We’ll go into the complex plane with a closed contour \(C_i\) that encloses \(x_i\) but not any other node, nor the fixed (for now) point \(x\). Cauchy tells us that

\[ \ell_i(x) = \frac{1}{2\pi i} \oint_{C_i} \frac{\Phi(x)}{\Phi'(z)(x-z)} \, dz, \]

since the integrand is meromorphic with a simple pole at \(z=x_i\). More generally, if \(f(z)\) is analytic on and inside \(C_i\), then

\[ \ell_i(x)f(x_i) = \frac{1}{2\pi i} \oint_{C_i} \frac{\Phi(x)f(z)}{\Phi'(z)(x-z)} \, dz. \]
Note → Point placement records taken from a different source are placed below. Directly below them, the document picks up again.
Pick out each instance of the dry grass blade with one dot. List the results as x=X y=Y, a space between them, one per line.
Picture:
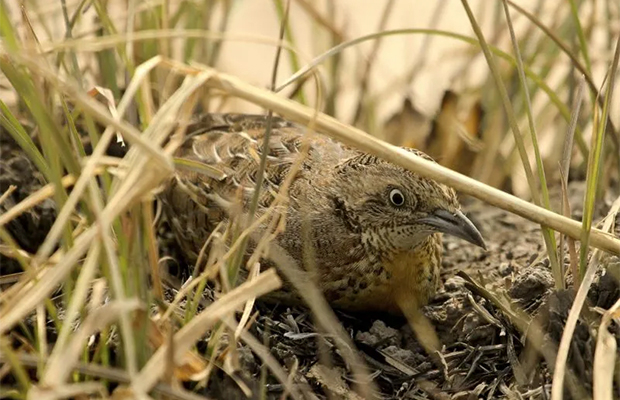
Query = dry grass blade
x=548 y=235
x=190 y=333
x=564 y=171
x=573 y=316
x=59 y=369
x=324 y=315
x=595 y=161
x=361 y=140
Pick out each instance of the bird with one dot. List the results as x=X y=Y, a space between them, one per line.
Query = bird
x=374 y=228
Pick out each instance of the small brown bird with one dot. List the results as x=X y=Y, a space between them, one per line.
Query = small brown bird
x=374 y=227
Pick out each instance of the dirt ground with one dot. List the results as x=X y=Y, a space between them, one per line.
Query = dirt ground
x=485 y=356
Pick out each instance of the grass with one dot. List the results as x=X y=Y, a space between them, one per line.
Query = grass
x=102 y=250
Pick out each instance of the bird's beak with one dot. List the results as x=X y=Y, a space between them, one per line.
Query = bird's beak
x=456 y=224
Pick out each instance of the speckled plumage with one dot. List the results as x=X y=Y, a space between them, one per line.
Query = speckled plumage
x=369 y=253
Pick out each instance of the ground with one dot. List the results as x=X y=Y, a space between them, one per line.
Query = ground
x=485 y=355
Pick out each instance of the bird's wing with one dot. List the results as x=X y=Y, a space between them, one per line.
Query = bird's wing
x=229 y=147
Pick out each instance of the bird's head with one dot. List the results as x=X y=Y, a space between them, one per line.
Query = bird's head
x=395 y=209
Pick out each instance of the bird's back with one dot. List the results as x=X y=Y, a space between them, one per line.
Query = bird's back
x=195 y=202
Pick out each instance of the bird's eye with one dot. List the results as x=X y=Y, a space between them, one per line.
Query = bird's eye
x=397 y=197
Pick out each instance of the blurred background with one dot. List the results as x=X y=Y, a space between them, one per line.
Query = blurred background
x=428 y=87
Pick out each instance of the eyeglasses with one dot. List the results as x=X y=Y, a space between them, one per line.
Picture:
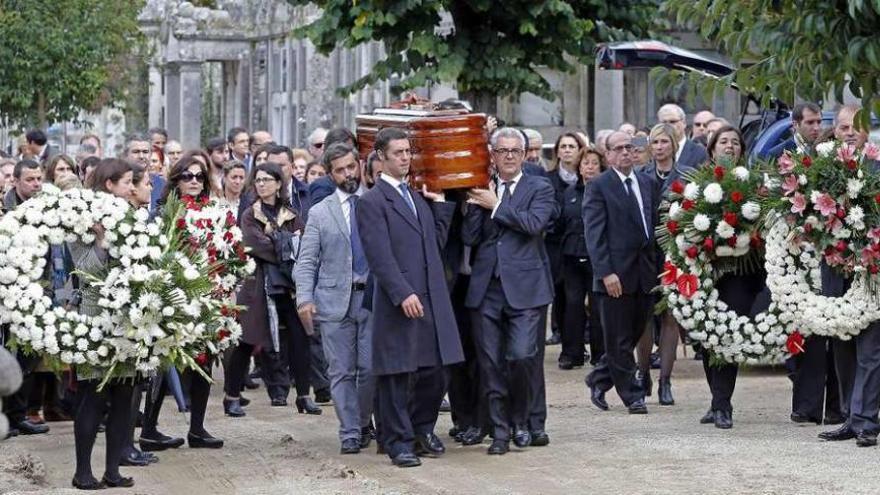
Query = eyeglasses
x=189 y=176
x=507 y=152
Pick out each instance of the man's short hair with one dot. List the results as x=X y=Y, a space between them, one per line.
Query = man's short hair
x=335 y=152
x=20 y=166
x=797 y=114
x=36 y=136
x=386 y=135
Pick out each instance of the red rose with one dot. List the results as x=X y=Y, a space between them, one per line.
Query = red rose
x=795 y=343
x=677 y=187
x=730 y=218
x=687 y=285
x=670 y=273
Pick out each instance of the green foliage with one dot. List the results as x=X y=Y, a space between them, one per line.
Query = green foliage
x=808 y=48
x=63 y=57
x=494 y=47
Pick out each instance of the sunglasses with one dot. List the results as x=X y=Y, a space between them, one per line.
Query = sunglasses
x=188 y=176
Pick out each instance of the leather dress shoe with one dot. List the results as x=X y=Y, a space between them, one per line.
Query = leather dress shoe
x=350 y=446
x=498 y=447
x=708 y=418
x=158 y=441
x=521 y=437
x=802 y=418
x=638 y=407
x=203 y=441
x=406 y=459
x=473 y=436
x=429 y=446
x=866 y=439
x=232 y=407
x=27 y=427
x=121 y=482
x=839 y=434
x=664 y=392
x=540 y=438
x=597 y=397
x=724 y=420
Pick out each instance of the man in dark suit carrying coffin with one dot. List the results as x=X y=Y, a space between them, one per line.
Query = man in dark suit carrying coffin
x=619 y=221
x=414 y=333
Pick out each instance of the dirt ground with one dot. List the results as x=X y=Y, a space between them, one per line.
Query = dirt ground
x=277 y=451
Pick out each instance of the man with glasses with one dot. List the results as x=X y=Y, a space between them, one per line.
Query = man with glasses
x=619 y=219
x=511 y=286
x=690 y=154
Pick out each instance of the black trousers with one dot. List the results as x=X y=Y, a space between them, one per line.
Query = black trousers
x=407 y=404
x=815 y=392
x=465 y=400
x=865 y=401
x=115 y=401
x=507 y=344
x=624 y=320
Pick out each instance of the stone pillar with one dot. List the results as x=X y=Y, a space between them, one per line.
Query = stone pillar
x=172 y=100
x=190 y=104
x=608 y=111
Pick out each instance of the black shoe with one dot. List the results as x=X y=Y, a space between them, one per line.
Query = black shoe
x=232 y=407
x=203 y=441
x=429 y=446
x=307 y=405
x=473 y=436
x=28 y=427
x=866 y=439
x=158 y=442
x=540 y=438
x=840 y=434
x=406 y=459
x=350 y=446
x=521 y=437
x=708 y=418
x=597 y=397
x=724 y=420
x=664 y=392
x=801 y=418
x=121 y=482
x=91 y=484
x=638 y=407
x=322 y=396
x=499 y=447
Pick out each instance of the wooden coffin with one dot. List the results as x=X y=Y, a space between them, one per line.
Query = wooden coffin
x=450 y=147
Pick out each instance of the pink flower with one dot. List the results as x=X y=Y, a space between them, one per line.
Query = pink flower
x=871 y=151
x=785 y=163
x=826 y=205
x=798 y=203
x=790 y=184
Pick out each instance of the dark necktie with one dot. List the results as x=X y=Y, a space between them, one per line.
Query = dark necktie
x=635 y=203
x=404 y=190
x=358 y=260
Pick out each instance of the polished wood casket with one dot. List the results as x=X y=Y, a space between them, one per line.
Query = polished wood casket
x=450 y=147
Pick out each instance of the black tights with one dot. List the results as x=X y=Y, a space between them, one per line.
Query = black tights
x=115 y=400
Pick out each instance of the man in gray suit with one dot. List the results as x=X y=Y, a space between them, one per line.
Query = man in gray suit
x=331 y=274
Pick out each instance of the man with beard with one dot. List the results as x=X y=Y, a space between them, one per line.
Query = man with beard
x=331 y=276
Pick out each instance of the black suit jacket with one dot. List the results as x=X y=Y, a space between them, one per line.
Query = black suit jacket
x=615 y=235
x=514 y=239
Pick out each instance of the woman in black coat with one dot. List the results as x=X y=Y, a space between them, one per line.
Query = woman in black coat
x=577 y=270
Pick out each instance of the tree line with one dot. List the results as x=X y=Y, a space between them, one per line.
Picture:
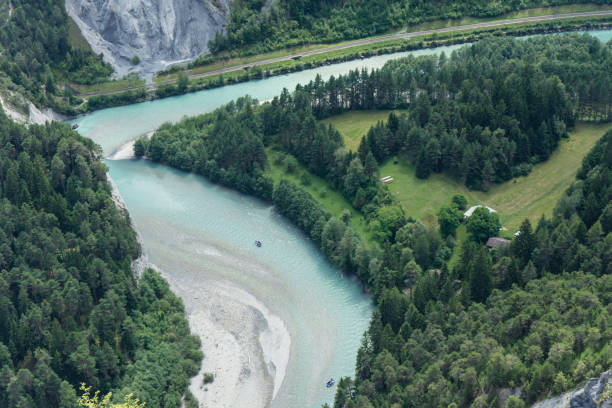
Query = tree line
x=533 y=314
x=254 y=26
x=71 y=309
x=442 y=333
x=37 y=56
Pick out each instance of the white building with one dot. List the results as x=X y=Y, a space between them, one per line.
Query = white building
x=469 y=212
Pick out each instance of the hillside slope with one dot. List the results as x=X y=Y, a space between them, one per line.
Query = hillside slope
x=158 y=32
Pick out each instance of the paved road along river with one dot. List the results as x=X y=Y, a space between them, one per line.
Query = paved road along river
x=276 y=322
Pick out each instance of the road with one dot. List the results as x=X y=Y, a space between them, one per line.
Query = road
x=357 y=43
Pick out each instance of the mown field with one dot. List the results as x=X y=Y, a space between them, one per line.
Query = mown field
x=520 y=198
x=335 y=203
x=353 y=125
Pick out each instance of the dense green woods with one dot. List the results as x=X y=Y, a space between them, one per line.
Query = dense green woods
x=36 y=55
x=255 y=26
x=71 y=309
x=534 y=314
x=545 y=327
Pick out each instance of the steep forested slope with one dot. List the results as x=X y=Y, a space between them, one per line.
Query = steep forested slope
x=36 y=54
x=71 y=309
x=253 y=26
x=545 y=329
x=534 y=314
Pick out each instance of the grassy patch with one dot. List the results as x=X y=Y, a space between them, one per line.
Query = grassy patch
x=332 y=200
x=224 y=60
x=535 y=12
x=524 y=197
x=355 y=124
x=75 y=37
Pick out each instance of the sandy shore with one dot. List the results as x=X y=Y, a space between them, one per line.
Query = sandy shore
x=245 y=347
x=126 y=151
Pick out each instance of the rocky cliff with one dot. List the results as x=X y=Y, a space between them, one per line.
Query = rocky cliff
x=596 y=393
x=159 y=32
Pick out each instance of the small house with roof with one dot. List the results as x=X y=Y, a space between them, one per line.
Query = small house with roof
x=471 y=210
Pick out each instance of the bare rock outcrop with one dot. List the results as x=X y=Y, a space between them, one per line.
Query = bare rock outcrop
x=159 y=32
x=596 y=393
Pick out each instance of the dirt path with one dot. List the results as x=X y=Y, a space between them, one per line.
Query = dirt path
x=356 y=43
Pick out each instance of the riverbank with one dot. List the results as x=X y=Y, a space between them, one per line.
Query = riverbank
x=340 y=53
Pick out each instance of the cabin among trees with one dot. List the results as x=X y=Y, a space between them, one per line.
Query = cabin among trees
x=496 y=242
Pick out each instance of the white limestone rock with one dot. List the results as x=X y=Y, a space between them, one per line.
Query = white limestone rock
x=159 y=32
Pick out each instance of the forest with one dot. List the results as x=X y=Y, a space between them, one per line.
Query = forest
x=72 y=310
x=37 y=56
x=534 y=314
x=256 y=26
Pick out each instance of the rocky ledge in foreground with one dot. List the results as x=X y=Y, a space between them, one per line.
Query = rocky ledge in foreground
x=596 y=393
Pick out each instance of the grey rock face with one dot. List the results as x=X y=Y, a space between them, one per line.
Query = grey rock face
x=592 y=395
x=159 y=32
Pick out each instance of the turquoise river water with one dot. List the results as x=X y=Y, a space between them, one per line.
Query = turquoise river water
x=276 y=322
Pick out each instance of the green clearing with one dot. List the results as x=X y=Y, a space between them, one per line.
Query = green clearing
x=535 y=12
x=355 y=124
x=225 y=60
x=520 y=198
x=75 y=37
x=118 y=85
x=332 y=200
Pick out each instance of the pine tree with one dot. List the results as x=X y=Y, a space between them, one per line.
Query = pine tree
x=480 y=276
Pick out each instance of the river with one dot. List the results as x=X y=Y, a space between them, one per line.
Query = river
x=276 y=322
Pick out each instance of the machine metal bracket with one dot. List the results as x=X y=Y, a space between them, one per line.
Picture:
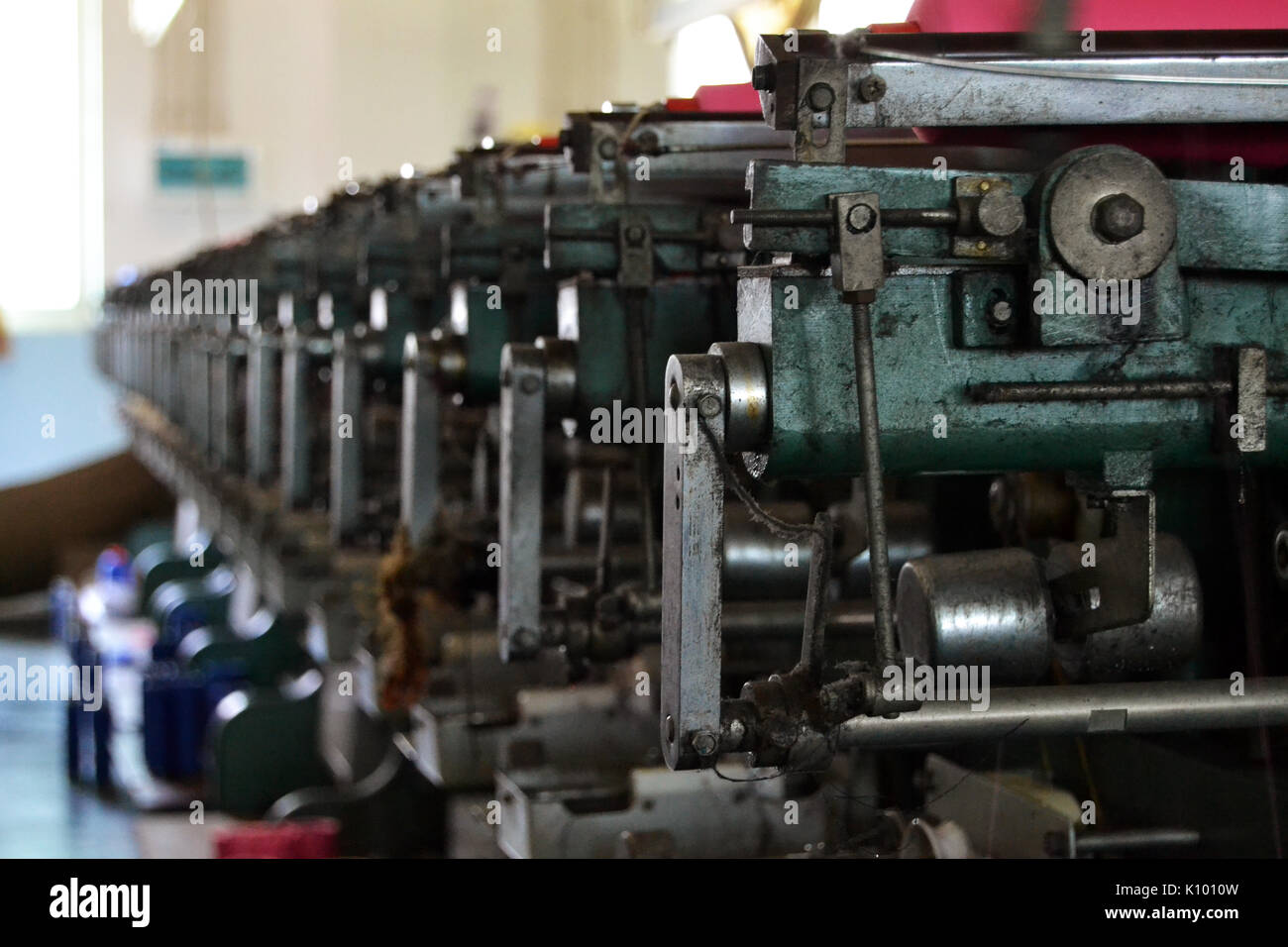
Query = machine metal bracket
x=692 y=565
x=419 y=453
x=347 y=371
x=523 y=424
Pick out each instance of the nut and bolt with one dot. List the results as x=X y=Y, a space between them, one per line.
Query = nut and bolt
x=871 y=88
x=704 y=742
x=1119 y=218
x=1000 y=315
x=861 y=218
x=820 y=97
Now suppose \(C\) is a closed contour enclosing all of the nodes, but not the point \(x\). Then we extend the logic above to get

\[ P(x) = \sum_i \ell_i(x)f(x_i) = \frac{1}{2\pi i} \oint_{C} \frac{\Phi(x)f(z)}{\Phi'(z)(x-z)} \, dz, \]

which is a lovely expression for the interpolating polynomial \(P\). Finally, if we extend the contour to include \(x\) as well, we get one more pole at \(x\) and the following result.

Theorem 1.5.1 (Hermite error formula)

If \(\Gamma\) is a simple closed contour enclosing all the nodes \(x_0,\ldots,x_n\) and the real point \(x\), \(f\) is analytic on and inside \(\Gamma\), and \(P\) is the Lagrange interpolating polynomial for \(f\) at the nodes, then

\[ P(x) - f(x) = \frac{1}{2\pi i} \oint_{\Gamma} \frac{\Phi(x)f(z)}{\Phi'(z)(x-z)} \, dz. \]

For the special case of equally spaced nodes, this formula can be used to produce order bounds on derivative errors \(P'(x)-f'(x)\) at the nodes, but we won’t pursue these.